Néanmoins l'acre douceur que j'éprouvais d'avoir ainsi vengé Beethoven fut complètement oubliée le lendemain. J'avais obtenu de miss Smithson la permission de lui être présenté. A partir de ce jour, je n'eus plus un instant de repos; à des craintes affreuses succédaient des espoirs délirants. Ce que j'ai souffert d'anxiétés et d'agitations de toute espèce pendant cette période, qui dura plus d'un an, peut se deviner, mais non se décrire. Sa mère et sa sœur s'opposaient formellement à notre union, mes parents de leur côté n'en voulaient pas entendre parler. Mécontentement et colère des deux familles, et toutes les scènes qui naissent en pareil cas d'une semblable opposition. Sur ces entrefaites, le théâtre anglais de Paris fut obligé de fermer ; miss Smithson restait sans ressources, tout ce qu'elle possédait ne suffisant point au payement des dettes que cette désastreuse entreprise lui avait fait contracter.

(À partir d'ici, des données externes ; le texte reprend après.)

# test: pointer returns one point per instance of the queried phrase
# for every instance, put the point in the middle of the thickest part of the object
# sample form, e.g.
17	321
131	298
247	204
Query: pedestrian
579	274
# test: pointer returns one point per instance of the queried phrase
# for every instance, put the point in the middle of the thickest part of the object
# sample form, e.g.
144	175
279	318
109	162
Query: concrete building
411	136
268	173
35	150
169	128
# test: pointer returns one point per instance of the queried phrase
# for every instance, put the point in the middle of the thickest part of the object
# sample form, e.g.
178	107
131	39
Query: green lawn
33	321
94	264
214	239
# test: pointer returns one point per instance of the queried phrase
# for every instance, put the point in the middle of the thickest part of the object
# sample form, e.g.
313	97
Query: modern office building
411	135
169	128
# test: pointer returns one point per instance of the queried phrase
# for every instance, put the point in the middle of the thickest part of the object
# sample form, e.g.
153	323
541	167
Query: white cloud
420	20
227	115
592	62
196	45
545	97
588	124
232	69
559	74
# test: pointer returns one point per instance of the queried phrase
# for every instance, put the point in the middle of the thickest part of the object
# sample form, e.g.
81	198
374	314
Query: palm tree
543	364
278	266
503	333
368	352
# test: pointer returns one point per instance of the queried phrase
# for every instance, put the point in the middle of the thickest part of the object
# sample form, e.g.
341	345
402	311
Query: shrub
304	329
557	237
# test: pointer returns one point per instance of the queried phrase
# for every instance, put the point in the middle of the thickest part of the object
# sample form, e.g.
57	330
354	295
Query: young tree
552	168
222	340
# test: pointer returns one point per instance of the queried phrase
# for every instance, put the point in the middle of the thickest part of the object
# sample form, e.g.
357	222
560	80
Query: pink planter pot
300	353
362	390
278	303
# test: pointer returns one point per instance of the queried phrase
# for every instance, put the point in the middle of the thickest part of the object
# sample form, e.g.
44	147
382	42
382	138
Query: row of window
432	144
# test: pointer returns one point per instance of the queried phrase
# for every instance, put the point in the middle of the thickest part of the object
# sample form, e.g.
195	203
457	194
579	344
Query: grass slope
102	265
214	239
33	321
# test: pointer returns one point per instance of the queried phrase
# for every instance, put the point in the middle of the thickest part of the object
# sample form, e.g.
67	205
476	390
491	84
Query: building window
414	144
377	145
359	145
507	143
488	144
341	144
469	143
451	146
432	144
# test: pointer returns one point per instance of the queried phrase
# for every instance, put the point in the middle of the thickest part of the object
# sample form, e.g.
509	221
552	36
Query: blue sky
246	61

Un cruel accident vint bientôt après mettre le comble à son infortune. En descendant de cabriolet à sa porte, un jour où elle venait de s'occuper d'une représentation qu'elle organisait à son bénéfice, son pied se posa à faux sur un pavé et elle se cassa la jambe. Deux passants eurent à peine le temps de l'empêcher de tomber et l'emportèrent à demi évanouie dans son appartement.

Ce malheur auquel on ne crut point en Angleterre et qui fut pris pour une comédie jouée par la directrice du théâtre anglais afin d'attendrir ses créanciers, n'était que trop réel. Il inspira au moins la plus vive sympathie aux artistes et au public de Paris. La conduite de mademoiselle Mars à cette occasion, fut admirable; elle mit sa bourse, l'influence de ses amis, tout ce dont elle pouvait disposer au service de la poor Ophelia qui ne possédait plus rien, et qui néanmoins, apprenant un jour par sa sœur que je lui avais apporté quelques centaines de francs, versa d'abondantes larmes et me força de reprendre cet argent en me menaçant de ne plus me revoir si je m'y refusais. Nos soins n'agissaient que bien lentement; les deux os de la jambe avaient été rompus un peu au-dessus de la cheville du pied ; le temps seul pouvait amener une guérison parfaite; il était même à craindre que miss Smithson ne restât boiteuse. Pendant que la triste invalide, était ainsi retenue sur son lit de douleur, je vins à bout de mener à bien la fatale représentation qui avait causé l'accident. Cette soirée, à laquelle Liszt et Chopin prirent part dans un entr'acte, produisit une somme assez forte, qui fut aussitôt appliquée au payement des dettes les plus criardes. Enfin, dans l'été de 1833, Henriette Smithson étant ruinée et à peine guérie, je l'épousai, malgré la violente opposition de sa famille et après avoir été obligé, moi, d'en venir auprès de mes parents, aux sommations respectueuses. Le jour de notre mariage, elle n'avait plus au monde que des dettes, et la crainte de ne pouvoir reparaître avantageusement sur la scène à cause des suites de son accident; de mon côté j'avais pour tout bien trois cents francs que mon ami Gounet m'avait prêtés, et j'étais de nouveau brouillé avec mes parents... Mais elle était à moi, je défiais tout.

1. C'était un mot que j'avais recueilli de la bouche même de Fétis.